You might want to check out the Aeolian Quartet's Haydn cycle; it's more rhythmically incisive and interpretively probing than the Angeles--despite leader Emmanuel Hurwitz's sometimes overbearing tone. That venerable set has been reissued at super-bargain price to commemorate the Haydn Anniversary. And while you're at it, you might want to consider adding Antal Dorati's Haydn symphony cycle to your basket: it, too, has been re-released in a 33-CD box priced at between two and three dollars per CD. "Engage!" as Captain Picard used to say.

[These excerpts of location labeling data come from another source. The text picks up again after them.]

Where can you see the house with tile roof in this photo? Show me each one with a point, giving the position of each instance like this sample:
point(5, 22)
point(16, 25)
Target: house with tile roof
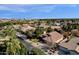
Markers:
point(70, 46)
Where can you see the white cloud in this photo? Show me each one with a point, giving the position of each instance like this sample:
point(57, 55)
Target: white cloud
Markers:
point(13, 9)
point(44, 8)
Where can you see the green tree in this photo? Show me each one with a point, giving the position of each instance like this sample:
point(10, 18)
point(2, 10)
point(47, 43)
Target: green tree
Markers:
point(39, 31)
point(49, 29)
point(37, 51)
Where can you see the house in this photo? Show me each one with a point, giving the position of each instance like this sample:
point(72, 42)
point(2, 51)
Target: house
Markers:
point(26, 27)
point(55, 27)
point(69, 46)
point(52, 37)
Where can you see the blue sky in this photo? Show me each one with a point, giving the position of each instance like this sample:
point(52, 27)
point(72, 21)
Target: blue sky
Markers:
point(39, 11)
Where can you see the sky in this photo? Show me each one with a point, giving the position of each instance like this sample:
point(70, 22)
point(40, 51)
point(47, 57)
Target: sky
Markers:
point(39, 11)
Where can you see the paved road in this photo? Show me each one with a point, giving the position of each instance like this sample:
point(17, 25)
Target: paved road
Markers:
point(28, 44)
point(22, 39)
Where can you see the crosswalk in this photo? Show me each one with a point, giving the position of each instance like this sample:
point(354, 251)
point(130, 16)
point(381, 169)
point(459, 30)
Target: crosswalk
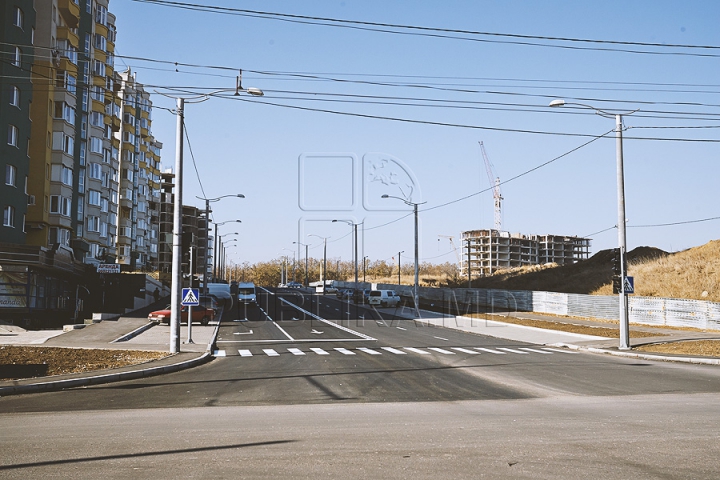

RECONSIDERATION, 2016: Well, as noted above, I was never much inclined to return to these recordings--unitl recently, when just for a lark, so to speak, I went back to the Angeles cycle to refresh my memory, to say nothing of my senses. Amazing how one's perceptions and aesthetic judgment can change over a few years! What was I NOT hearing when I wrote this review that prompted my assessment of this cycle as rather bland and conventional, not the equal of the Aeolians, much less the Tatrai and the Schneider. Either my ears and brain have aged to the point of senile preference for anodyne interpretations, or I am somehow more attuned to this group's characteristic blend and gorgeous collective tone, as well as their consistently thoughtful and often probing interpretations. In short, I have completely changed my estimation of this set: it's the one to get if you're having only one (of course Haydn fanatics like me will always want other versions for comparison and contrast). The Angeles are appropriately named: they play like angels throughout their cycle. Their Haydn cycle has recently been reisssued in a Universal/Decca "Collectors Edition," and that newer iteration may be less expensive. There was no need for remastering, though, since the original digital recordings were superb. Either way, don't hesitate to obtain this set on account of my earlier review!